Danielle Steel parle de son dernier roman, « Collection privée »

 

Le mot de la présidente

Découvrez cette interview de Danielle Steel sur le plateau de l’émission américaine Good Morning America. Elle y parle de son nouveau roman (paru en janvier 2018 en France) et de ce qu’elle aurait fait si elle n’était pas devenue l’écrivain qu’elle est aujourd’hui. Pour ceux qui ne parleraient pas anglais, nous avons retranscrit et traduit l’interview en français ci-dessous.

Robyn Roberts : Vous en êtes à combien de livres maintenant ?
Danielle Steel : Je viens de terminer mon 150e, la semaine dernière.

RR : Et vous en écrivez plusieurs à la fois ?
DS : J’en ai généralement cinq en cours en même temps.

RR : Et cette année, vous en publierez sept [aux États-Unis], comment faites-vous Danielle ?
DS : Je suis comme ça, je travaille tout le temps.

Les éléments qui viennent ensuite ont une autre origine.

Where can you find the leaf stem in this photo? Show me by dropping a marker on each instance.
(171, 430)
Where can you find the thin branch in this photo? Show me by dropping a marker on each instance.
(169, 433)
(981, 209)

Et mon éditeur [américain] a accepté d’en publié six car les lecteurs n’arrêtent pas de me demander : « pouvez-vous en écrire plus ? Pouvez-vous en écrire plus ? », je leur réponds : « vous plaisantez ? Je sors à peine de chez moi ! »

RR : J’en fais partie ! Parlez-nous de votre dernier roman paru, Collection privée.
DS : Il est vraiment intéressant, je suis souvent intriguée par ces personnes très âgées dont nous n’avons aucune idée de comment elles étaient plus jeunes. Là, c’est une vieille dame qui décède et personne ne sait vraiment qui elle est. Elle laisse derrière elle un coffre-fort qui contient une fascinante correspondance et une fortune en bijoux – alors que tout le monde pensait qu’elle n’avait pas d’argent. Et deux personnes, une qui travaille au tribunal et l’autre dans une maison de vente aux enchères, retracent sa vie et découvrent de nombreuses surprises.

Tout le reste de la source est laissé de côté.